Bar Fight Turns College Dropout Into Math Genius

This sounds like the premise of a superhero movie: A college dropout suffered a serious head injury after being mugged -- and came out a genius.

43-year-old JasonPadgett was knocked unconscious by two men in 2002 after leaving a karaoke bar near his home.

At the time, he was a 31-year-oldcommunity college dropout and raising a daughter.

He had absolutely NO interest in academics, let alone numbers -- unless it had something to do with his bar tab.

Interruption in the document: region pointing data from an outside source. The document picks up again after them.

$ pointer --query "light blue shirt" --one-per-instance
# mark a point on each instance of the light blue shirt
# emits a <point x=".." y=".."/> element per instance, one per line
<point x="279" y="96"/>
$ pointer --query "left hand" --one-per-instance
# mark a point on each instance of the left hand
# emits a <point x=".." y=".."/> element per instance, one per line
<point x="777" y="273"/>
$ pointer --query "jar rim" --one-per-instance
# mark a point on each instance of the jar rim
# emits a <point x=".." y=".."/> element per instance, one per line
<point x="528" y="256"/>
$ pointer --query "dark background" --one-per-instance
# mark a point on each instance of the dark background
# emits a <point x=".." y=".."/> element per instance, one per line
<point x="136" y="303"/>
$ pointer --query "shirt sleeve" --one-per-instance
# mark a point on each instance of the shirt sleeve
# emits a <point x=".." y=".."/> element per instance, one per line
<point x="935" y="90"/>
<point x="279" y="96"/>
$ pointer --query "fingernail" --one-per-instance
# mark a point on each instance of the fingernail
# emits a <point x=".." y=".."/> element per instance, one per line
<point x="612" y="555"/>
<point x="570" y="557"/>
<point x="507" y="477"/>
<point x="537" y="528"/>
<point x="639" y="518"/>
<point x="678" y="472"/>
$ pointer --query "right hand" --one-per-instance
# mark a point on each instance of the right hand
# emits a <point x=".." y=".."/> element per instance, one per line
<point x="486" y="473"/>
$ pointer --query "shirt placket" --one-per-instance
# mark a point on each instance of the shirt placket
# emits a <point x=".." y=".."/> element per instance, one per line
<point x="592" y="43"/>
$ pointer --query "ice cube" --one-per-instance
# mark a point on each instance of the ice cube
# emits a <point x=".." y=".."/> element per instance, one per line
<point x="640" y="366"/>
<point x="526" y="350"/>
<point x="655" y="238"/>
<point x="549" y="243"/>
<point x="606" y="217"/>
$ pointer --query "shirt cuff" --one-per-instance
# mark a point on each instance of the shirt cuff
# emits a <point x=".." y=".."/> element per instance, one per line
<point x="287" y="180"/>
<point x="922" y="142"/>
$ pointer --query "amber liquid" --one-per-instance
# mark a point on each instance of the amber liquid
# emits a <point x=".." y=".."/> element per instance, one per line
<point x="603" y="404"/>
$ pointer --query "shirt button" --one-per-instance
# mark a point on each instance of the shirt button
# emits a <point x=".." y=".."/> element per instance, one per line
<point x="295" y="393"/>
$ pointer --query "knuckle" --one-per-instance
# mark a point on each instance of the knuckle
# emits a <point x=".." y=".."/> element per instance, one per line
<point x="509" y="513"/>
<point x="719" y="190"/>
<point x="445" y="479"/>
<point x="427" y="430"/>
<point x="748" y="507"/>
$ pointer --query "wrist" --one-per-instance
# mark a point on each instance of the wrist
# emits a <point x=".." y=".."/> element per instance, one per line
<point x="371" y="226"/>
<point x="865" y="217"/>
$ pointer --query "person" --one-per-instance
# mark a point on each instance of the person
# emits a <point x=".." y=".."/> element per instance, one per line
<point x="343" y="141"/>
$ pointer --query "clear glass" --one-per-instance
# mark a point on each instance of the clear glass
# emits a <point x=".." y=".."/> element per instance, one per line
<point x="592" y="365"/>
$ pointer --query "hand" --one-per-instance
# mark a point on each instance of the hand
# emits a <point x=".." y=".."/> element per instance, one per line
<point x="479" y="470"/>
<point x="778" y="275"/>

Today, he's much different. Scientists say the damage he suffered after his attack forced his brain to overcompensate in areas most people aren't able to access -- something called 'acquired ­savant syndrome.'

Now, he's able to see complex geometric shapes in everyday life.

According to the New York Post, Padgett 'is one of a few people in the world who can draw approximations of fractals, the repeating geometric patterns that are building blocks of everything in the known universe, by hand.'

The Post also notes that, in Padgett's eyes, 'tree leaves outside his window are evidence of Pythagoras' Theorem. The arc that light makes when it bounces off his car proves the power of Pi.'

He also told the Post that when he pours cream into his coffee, he 'watches the cream stirred into the brew. The perfect spiral is an important shape to me. It's a fractal. Suddenly, it's not just my morning cup of joe, it's geometry speaking to me.'

He eventually came to the conclusion that circles don't exist: '... the circle I saw was subdivided by light rays, and I realized each ray was really a representation of Pi. ... It was like a bomb went off in my mind. In a matter of minutes, I was no longer just a receiver of geometric imagery or a researcher; I was a theorist.'

There are only 40 people in the world with Padgett's condition.

Read Full Story

Sign up for Breaking News by AOL to get the latest breaking news alerts and updates delivered straight to your inbox.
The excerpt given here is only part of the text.